Galileo and astronomer Christian Huygens had already stated that from their observations, the moon was not inhabited, and not capable of supporting life. No matter. Visions of other-worldly beings had been replaced by the prospect of new frontiers to conquer, at a time when the world had been well-explored, and science was ready for new territories.
However, the pluralists, whose viewpoint included things like “nature makes nothing in vain”, were still struggling against plain logic. German philosopher Ludwig Feurerbach, in a written work from 1830, noted that he personally saw useless, purposeless existence all around him, here on Earth. Therefore, if nature created other worlds the same as ours, they would be superfluous, since Earth already existed. Lower life forms would also be worthless, since Earth life was so far advanced. And if there were higher life forms, than Man himself was superfluous.

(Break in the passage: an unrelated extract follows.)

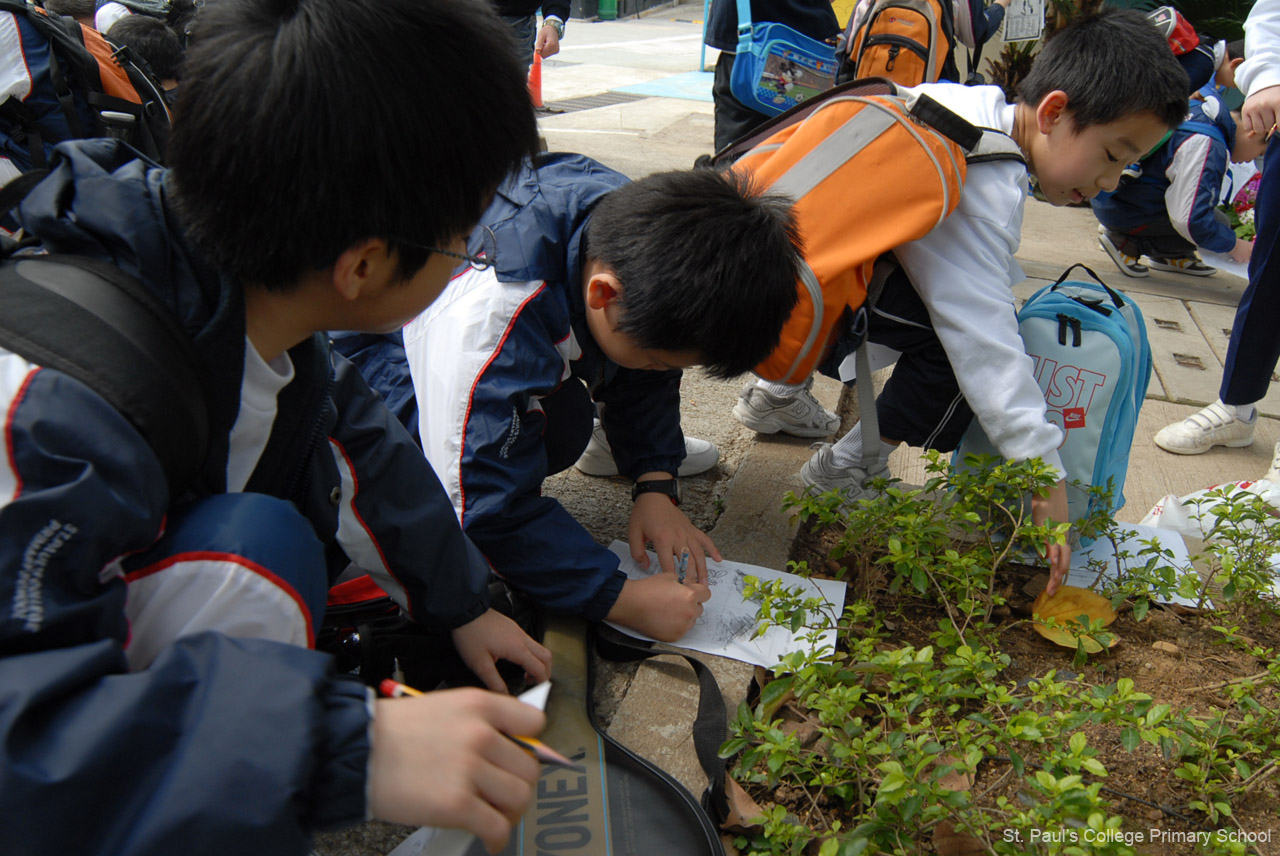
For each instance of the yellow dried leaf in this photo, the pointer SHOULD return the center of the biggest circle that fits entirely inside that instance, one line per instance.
(1066, 607)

By 1853, the argument was back in the theological court, when Cambridge University geologist William Whewell put forth that anyone who believed in Christianity, could not accept that Earth was on a level with any other planet, since Earth alone was the scene of God’s mercy and Man’s salvation. He went on to surmise that since Earth was located mid-way between the fiery sun on one side, and the cold vapor of space on the other, that it alone was suited to become the home of civilisation.
Modern evolutionary biology, fathered by Darwin, and A.R. Wallace, would also have something to say, as the debate entered the twentieth century. Wallace, having examined planet conditions and the requirements to support life, concluded that Earth alone was the only planet capable of developing an advanced life series. Habitation of other worlds was speculation not based on astronomical, physical or biological proof, but in spite of it. He then went on to lay out his rationale, by saying that the endless changing and diversity of the Universe, argued against all planets developing the same life forms. As for Earth, the birth, growth, and death of various life forms, culminating in Man, was the highest achievement of evolution. Were it not so, then Man would be reduced to only one of numerous similar life forms, which would not only be redundant and “boring”, but speaking from an evolutionary point, not very likely.
Percival Lowell, an American astronomer, was the first to make an “assault” on proving the existence of life on Mars. He established an observatory in Arizona, and from May 1894- April 1895, made nearly a thousand maps and graphic representations of the planet. His observations, published in Mars (1895), Mars and Its Canals (1906), and Mars As the Abode of Life (1908), led him to declare that there was evidence of canals created by a higher life form, to channel water from the melting polar ice cap for the use of vegetation, patches of which could be seen, alongside areas of desert.
Lowell’s theories were, (as it would turn out) justifiably refuted by Wallace in 1903, when he observed that Mars receives less than half the sun-heat per unit surface, as Earth. His conclusion that the Martian polar ice cap was formed from gases and not water, meant that the planet would be incapable of supporting anything but the lowest life forms. Smaller, and with only one-ninth the density of Earth, Wallace suggested that what little heat absorbed by the surface during the day was lost at night, and the average surface temperature would be below the freezing point of water.
The theorizing, while based on more scientific observation than ever before, would continue unverified until the last quarter of the century, when the Viking missions would give Man his first “look” at who and what was on the planet, Mars.